Enterprises are built on a foundation of natural, human, intellectual, and financial capital, which must be managed effectively and efficiently. Understanding the costs, risks, returns, and rewards associated with each form is essential to building sustainable advantage. Invested capital is employed for both operating and investment purposes. Equity capital represents ownership in an enterprise, and consists of the enterprise's assets less its liabilities. Assets represent opportunities - what is owned by the enterprise, and what is owed to it. Liabilities represent obligations - what is owed by the enterprise.

In free markets, production and distribution activities are intended for profit, and the prices that determine gross revenue are ultimately set by supply and demand. Net income results from operating profit - gross revenues (dividends from other enterprises, net interest, sales, rents, and royalties) less costs and expenses, net gains on sales of capital assets, less income taxes where applicable. Net interest revenue comprises gross interest revenue less interest expense. Cash flow represents differences between cash provided and used in operating, financing, and investing activities. On an accrual basis, net income is adjusted by non-cash charges and credits to determine cash flow.

The return on financial capital creates wealth, which is a source of future capital. There are many measures of return on financial capital based upon earned income before and after interest, taxes, depreciation, and amortization, and based upon invested capital with or without the inclusion of cash and investment assets. Whatever the measure, for an enterprise to be sustainable, the cycle of generating a return on financial capital must repeat indefinitely.
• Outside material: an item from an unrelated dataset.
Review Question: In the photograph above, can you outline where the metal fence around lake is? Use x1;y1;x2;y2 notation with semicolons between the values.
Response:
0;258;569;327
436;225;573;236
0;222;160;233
In turn, wealth enables investments in natural, human, and intellectual capital.

Building sustainable advantage...

Building sustainable advantage is a migration path from an entrepreneurial enterprise as a venture to an intrapreneurial institutional enterprise. Whereas entrepreneurs organize, operate, and assume risk for an enterprise, intrapreneurs foster a culture of change within so as to keep it sustainable over time.

An entrepreneurial enterprise is not yet fully established as an ongoing concern, may have to rely upon external capital as opposed to bootstrapping to finance future growth, and is either in the emerging or growth stages of development (or decline stage, if it cannot institutionalize).

An institutional enterprise is established (stable with predictable constituency patterns emerging); is becoming, is, or was an ongoing concern; and is in the growth or maturity stages of development (or decline stage, if it cannot remain as an ongoing concern).

The stewards of an enterprise include management (the governance function, officers, and non-official managers) and associates (supervisors and staff). Every employee is a steward if they share the values, mission, and vision of the enterprise. Stewards administer the affairs of the enterprise, and protect its assets.

The stewards of an enterprise must be able to enact change, either by causing it or responding to it, which in turn generates change, and hence adapt to the changed environment accordingly.

Stewards build sustainable advantage by performing three roles:

  • Entrepreneurial - transforming innovative ideas into value

  • Leadership - setting direction that others will follow to achieve results

  • Managerial - applying resources to activities to achieve results

Building sustainable advantage from vision to value is an enterpriship (entrepreneurship, leadership, and management) competency.